Many New Mexicans only get involved in their homeowners’ association by attending the annual potluck picnic and membership meeting, where the biggest issue is why the single tray of enchiladas is gone long before the overcooked hotdogs.
That’s all going to change this summer.
Under a new law, all homeowners’ associations in New Mexico will be required to file a public notice and detailed disclosure statement each time a property is sold. What’s more, if the homeowners’ association fails to comply with these requirements, it could subject individual board members to civil liability.
Since statehood, homeowners’ associations were largely unregulated organiza-tions governed by private contracts of recorded covenants, declarations and deeds. Thus, homeowners’ associations could pretty much create their own rules and regulations, sometimes called restrictive covenants.
During the 2013 legislative session, the state Legislature passed the first-ever New Mexico Homeowner Association Act, which makes significant changes for both new and existing homeowners’ associations. The new law takes effect next month and applies to all homeowners’ associations in New Mexico.
A number of legislators said at the time that they felt homeowners’ association rules and regulations were oftentimes imposed on homeowners who did not have adequate knowledge of their scope or effect.
There was also the perception that sometimes associations would change their rules and regulations by less-than-majority votes, so that a minority made rules for the majority of homeowners.
The Legislature saw this as a significant problem and passed the law with the intent to improve things. Time will tell whether things actually will improve with the new act.
The first requirement is that a written disclosure statement be delivered by the homeowners’ association to every new buyer who purchases real estate within the homeowners’ association.
The disclosure statement requires a lot of basic information:
• All rules and regulations that will be imposed upon the new owners.
• Any fees and special assessments payable by an owner to the homeowners’ association.
• Funding available for any capital expenditures anticipated by the homeowners’ association during the current fiscal year.
• A balance sheet showing the association’s income and expenses.
Finally, the disclosure statement must provide any information regarding unsatisfied judgments pending against the homeowners’ association, and whether the association provides any insurance coverage to benefit the property owner.
Preparing and updating these disclosures will not be an easy task for a homeowners’ association. It may impose a reasonable charge for the preparation of the disclosure statement on the owner/seller.
If a homeowners’ association fails to provide the disclosure statement in a timely manner, the act provides that the seller of a home should not be held liable.
The act is unclear as to what liability, if any, the board of directors might have individually for failure to provide the disclosure statement. However, the act, for the first time, does establish that board members are liable for “failure to exercise ordinary care” in their duties.
As a result, board members must be cautioned that they have potential exposure to civil liability for failure to provide a complete disclosure statement in a timely fashion. That liability could include any financial losses or damages from a real-estate sale that falls through because of the lack of disclosure.
It is likely the Legislature did not intend to create this very potentially harsh situation for board members. Some clarification from the Legislature would seem to be in order.
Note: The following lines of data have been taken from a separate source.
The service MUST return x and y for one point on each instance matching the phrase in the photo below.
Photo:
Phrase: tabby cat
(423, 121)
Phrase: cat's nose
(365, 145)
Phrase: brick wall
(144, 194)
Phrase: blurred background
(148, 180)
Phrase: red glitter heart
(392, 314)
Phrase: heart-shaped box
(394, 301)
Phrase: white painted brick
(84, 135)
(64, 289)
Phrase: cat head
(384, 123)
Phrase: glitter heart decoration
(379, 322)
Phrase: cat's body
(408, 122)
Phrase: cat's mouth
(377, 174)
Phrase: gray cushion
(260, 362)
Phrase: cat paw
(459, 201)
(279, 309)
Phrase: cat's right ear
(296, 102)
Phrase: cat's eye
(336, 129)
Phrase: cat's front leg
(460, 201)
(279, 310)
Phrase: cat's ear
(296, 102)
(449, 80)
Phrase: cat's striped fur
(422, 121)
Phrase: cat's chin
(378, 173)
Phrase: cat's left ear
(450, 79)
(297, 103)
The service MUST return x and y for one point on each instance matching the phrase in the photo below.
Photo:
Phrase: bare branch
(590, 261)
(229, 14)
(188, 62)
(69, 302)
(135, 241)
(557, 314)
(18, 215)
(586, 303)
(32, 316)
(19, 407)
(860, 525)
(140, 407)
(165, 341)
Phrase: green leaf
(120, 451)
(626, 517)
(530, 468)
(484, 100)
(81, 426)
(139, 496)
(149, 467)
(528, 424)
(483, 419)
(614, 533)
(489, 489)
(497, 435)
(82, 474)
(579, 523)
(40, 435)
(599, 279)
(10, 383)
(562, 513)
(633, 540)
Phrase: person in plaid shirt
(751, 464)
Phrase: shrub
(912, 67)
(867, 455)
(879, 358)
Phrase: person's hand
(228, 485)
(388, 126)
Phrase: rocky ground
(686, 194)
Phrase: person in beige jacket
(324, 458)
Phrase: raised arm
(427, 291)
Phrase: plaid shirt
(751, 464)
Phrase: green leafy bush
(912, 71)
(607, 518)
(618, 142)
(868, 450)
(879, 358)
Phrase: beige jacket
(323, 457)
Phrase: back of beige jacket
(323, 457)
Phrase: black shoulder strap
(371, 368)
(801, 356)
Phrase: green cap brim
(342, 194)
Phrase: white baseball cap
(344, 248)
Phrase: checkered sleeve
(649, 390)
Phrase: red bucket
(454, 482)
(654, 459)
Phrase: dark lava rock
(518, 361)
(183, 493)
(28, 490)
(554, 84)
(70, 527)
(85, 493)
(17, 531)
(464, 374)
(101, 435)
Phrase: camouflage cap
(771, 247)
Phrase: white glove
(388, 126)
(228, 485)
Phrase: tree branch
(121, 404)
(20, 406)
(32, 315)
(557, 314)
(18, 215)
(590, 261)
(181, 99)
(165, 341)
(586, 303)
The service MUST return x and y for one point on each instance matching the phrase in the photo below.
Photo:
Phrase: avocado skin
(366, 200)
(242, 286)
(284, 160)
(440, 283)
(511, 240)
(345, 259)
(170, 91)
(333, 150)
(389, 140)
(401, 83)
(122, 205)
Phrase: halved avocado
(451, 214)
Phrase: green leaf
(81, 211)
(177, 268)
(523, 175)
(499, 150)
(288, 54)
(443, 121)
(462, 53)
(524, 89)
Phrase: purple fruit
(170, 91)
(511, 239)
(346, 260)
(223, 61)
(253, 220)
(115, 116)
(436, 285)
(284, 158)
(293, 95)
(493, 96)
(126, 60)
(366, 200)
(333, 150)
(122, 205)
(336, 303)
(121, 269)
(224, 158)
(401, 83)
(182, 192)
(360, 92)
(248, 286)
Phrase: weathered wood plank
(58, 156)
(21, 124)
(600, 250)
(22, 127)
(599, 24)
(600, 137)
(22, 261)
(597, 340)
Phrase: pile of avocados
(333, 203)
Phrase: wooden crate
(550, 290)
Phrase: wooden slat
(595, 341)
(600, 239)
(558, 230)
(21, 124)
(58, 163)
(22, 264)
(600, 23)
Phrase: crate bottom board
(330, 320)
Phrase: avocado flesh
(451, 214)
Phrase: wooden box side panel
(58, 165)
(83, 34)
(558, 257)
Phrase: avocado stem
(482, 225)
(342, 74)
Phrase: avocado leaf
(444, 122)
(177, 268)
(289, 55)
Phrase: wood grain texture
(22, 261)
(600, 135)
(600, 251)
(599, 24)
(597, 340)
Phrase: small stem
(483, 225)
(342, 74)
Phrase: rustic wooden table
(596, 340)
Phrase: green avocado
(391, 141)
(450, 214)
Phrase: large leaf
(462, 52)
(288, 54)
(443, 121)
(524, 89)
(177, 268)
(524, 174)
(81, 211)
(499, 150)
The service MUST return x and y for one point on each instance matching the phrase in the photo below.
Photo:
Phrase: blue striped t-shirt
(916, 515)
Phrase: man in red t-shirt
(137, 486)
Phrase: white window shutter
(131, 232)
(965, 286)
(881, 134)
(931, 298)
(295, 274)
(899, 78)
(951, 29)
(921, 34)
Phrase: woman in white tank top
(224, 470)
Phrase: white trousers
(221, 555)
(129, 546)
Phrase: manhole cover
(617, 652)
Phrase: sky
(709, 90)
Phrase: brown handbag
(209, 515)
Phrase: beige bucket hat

In addition, board members would be well advised to seek legal advice regarding their potential liability.
The second major requirement is that each homeowners’ association must record with the county clerk a notice of homeowners’ association document, which contains basic information such as name and address, recording data for the subdivision plat and, most importantly, the rules and regulations.
This notice is a one-time requirement; however, it would seem the intent of the act is that as information changes, an association would be required to file a supplemental notice.
There is a specific penalty in the act for failure to file the notice. If an association does not file a notice, then it is not entitled to pursue collections of any liens, assessments or charges.
The act also requires that a homeowners’ association provide any homeowner within the association copies of any records upon request. This means the bylaws, names of association members, minutes of board meetings, budgets, financial statements, financial audits, insurance policies and current contracts. Again, this is something homeowners’ associations weren’t previously required to do and creates a burden of significant detail and time.
Another significant provision of the act is a homeowners association’s board of directors must be elected by a majority vote of all of the individual owners. Association boards that previously have been elected by an organizational or management subgroup will no longer be allowed.